Monday, 8 September 2014

A Productive Little Beaver

Hello, is anyone reading this?  I know you're out there;  I can hear you all breathing.  Well, I shan't be on the computer long because I'm thinking of having a doze before B1 gets home from school.  B2 left this morning for his Year 4 Camp excursion.  His dad was going along as a parent helper, but was barfing his guts out through the night, so being the nagging wife I am, I put the kybosh on his planned drive today.  Powers of the Cosmos willing, he will drive to the campsite tomorrow as it's only about one hour away. 
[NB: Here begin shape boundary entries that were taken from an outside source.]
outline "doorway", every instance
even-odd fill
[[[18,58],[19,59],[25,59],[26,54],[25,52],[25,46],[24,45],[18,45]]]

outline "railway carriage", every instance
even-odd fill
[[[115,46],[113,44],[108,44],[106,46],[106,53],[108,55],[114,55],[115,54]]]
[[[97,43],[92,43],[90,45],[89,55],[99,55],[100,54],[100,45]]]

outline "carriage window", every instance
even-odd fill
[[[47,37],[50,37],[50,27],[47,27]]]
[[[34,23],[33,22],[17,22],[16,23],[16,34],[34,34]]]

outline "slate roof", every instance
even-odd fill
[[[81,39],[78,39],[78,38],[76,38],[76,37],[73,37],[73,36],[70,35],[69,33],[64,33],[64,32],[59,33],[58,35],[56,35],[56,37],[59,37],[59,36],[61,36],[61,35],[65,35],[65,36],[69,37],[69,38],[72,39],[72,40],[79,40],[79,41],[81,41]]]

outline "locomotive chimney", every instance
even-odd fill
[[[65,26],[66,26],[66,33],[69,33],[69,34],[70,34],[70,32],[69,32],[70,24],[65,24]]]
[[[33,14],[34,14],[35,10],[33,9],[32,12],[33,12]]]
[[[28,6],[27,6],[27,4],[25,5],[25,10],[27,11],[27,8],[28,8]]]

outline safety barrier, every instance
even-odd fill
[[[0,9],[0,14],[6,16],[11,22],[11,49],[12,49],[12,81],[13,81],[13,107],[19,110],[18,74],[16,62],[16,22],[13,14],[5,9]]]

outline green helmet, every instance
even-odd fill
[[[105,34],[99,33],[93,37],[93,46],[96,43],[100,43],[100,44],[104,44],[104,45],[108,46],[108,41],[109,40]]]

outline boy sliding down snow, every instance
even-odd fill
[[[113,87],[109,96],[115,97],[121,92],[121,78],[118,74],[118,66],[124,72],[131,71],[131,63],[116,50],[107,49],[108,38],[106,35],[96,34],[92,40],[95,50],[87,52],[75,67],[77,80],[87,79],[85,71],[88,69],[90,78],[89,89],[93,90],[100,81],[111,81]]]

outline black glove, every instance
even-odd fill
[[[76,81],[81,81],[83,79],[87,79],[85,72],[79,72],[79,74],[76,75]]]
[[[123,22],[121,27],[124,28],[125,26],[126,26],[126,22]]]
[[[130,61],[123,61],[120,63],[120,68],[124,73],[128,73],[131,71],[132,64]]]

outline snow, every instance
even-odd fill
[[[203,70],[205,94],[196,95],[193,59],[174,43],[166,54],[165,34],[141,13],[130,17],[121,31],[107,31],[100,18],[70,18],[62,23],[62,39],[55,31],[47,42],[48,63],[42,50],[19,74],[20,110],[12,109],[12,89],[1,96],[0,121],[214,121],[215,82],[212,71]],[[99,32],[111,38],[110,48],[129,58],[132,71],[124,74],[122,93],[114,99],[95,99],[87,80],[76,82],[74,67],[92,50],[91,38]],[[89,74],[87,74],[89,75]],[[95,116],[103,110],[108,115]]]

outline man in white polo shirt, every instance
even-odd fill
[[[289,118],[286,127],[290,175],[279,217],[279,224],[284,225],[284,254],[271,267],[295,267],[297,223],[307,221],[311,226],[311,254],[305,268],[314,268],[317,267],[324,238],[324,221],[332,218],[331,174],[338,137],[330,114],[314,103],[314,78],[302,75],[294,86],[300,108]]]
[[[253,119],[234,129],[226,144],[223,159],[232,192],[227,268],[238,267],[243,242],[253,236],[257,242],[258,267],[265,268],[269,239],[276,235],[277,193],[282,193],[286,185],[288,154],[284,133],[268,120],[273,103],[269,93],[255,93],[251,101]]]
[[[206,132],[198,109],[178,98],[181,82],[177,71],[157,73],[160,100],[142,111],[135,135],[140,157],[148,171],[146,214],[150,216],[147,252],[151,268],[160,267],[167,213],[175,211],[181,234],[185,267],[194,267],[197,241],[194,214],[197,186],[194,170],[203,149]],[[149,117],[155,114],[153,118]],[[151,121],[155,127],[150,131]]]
I have been a productive little beaver, when I haven't been sick myself (yeah, I had the bug as well).  I have finally made a film clip to accompany the audio of my recorded interview plugging 'Silver Studs and Sabre Teeth'.  Given how technologically inept I normally am, this has made me proud.  Furthermore, I even got it on You Tube.  Yeah, you read that right.  I've made a film clip and put it on You Tube.   I cannot claim to be any type of Russell Mulcahy, but gentle reader if you go to this link you can see the fruits of my labour and listen to me prattling on: http://www.youtube.com/watch?v=MyrZPTEaWPk

The Duke and Duchess of Cambridge have announced another Royal Bun In The Oven.  Maybe it's because I'm tired, or maybe it's because I'm a nark, but I have searched high and low and still cannot find a rat's arse to give.  Don't get me wrong, I do think it's nice news for them, but I so don't want to hear commentators gushing like Old Faithful about it, which is what they have been doing all morning.  I watched a breakfast television show, and there was simultaneous crossovers to four people!  Count 'em, FOUR!  I felt like joining in the Twitter conversation thus: married couple aged over thirty have sex and procreate - wow.  The Duchess is once again suffering hyperemesis gravidarum, the poor thing.  I was lucky.  With my first pregnancy the worst I felt was the odd patch of queasiness on the bus en route to work, and I had a plastic bag stuffed into my handbag in case a discreet puke became necessary.  I wonder will she end up being hospitalised again?  Hopefully the world has learned its lesson.  I do not want to hear of idiotic prank calls to overworked hospital staff.  I do not want to hear of tragically flawed people ending their own lives.  I do not want to hear from singers who were relevant in the Nineties for depressing the snot out of everyone with their music stating the Royals should apologise because she was in hospital for no reason he could see.  Arrogant tosser (if you've forgotten or are unsure who I mean, it was Morrissey from The Smiths who went on this bilious rant when that poor woman suicided after the notorious prank call).  That aggravated me the most, I think, because the Duchess didn't actively seek out getting so ill that she required hospitalisation, and - I'll type this slowly - she was not responsible for somebody else's decision.  Oh, and I don't want to hear about cyber-hactivists who hide behind Guy Fawkes masks issuing threats, too.  Strewth, why do there have to be so many drongos in the world?